A personal story of one tired mama
After 56 hours of labour and a few more days in the hospital, I was finally able to return home. Ecstatic to be in my own comfort zone, away from the glare of the hospital lights, the hustle and bustle of prodding nurses, and the ever-steady flow of traffic, sleep was not the farthest thing from my mind, but it ranked way down on the list of things to do.
A few days later, once the initial chaos had subsided, I was granted a moment to rest my heavy head. Now I don't know if it was the result of not sleeping for nearly a week or the residual effects of all the medication I'd sworn I wouldn't take, but when I awoke, I awoke without all my senses intact.
Feeling frazzled and disoriented, too tired to lift my heavy head, I lifted my eyes only, looked at my boyfriend and asked: "Did we just come home from the hospital?"
The look he shot me was warranted but worrisome, and if I hadn't felt so confused it might have even been amusing.
"Baby you're scaring me," he replied.
"Okay," I said, feeling a little annoyed that he hadn't actually answered my question. "But did we just come home from the hospital?" I demanded.
This time I could see the terror in his eyes before he even spoke. "Baby, you're scaring me," he returned.
"Okay," I shot back, now downright irritated that my question wasn't being answered. Hell-bent and determined on getting some answers, I asked yet again. "Can you please just answer me. Did we just get home from the hospital?" I tried once more.
"Yeess" he answered hesitantly.
"Oh" I replied, my anger completely appeased and my stupid curiosity jumping in to replace it.
"Why were we there?" I asked.
That's right. Not only had I somehow forgotten we'd been at the hospital, but the fog that was surrounding me was so thick I couldn't figure out why we'd been there.
"Uh, we had a baby!" he answered, the full sense of 'Duh!' seeping through his voice, showing in his exclaiming head shake.
Although my initial reaction was a slight annoyance at the fact that he'd said 'we' had a baby, considering when you're talking about labour and childbirth, it's kind of a one woman job. Nonetheless, I shook it off and continued on my search for answers.

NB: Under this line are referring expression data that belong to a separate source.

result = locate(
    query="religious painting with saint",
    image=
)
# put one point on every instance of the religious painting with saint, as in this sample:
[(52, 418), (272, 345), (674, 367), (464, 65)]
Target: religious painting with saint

"Oh" I replied again, and without thinking asked: "Where is it?"
That's right. I didn't know if I'd had a boy or a girl! My mind was still so fuzzy, left somewhere between the land of dreams and the land of awakening, being held hostage by my exhaustion. Now in all fairness, my daughter's tiny body was hidden by the arm of the couch, if it hadn't been for that perhaps the whole absurd conversation would have never taken place.
At this point, rather than answering me, although I'm sure he threw a few more 'you're really scaring me's' at me, he lifted his arm and showed me our daughter.
The disconcerting fog loosened it's grip on me and darted away, leaving me to chuckle at the silliness of it all as my memories came whooshing back to me.
The moral of my story: Never underestimate the power of exhaustion.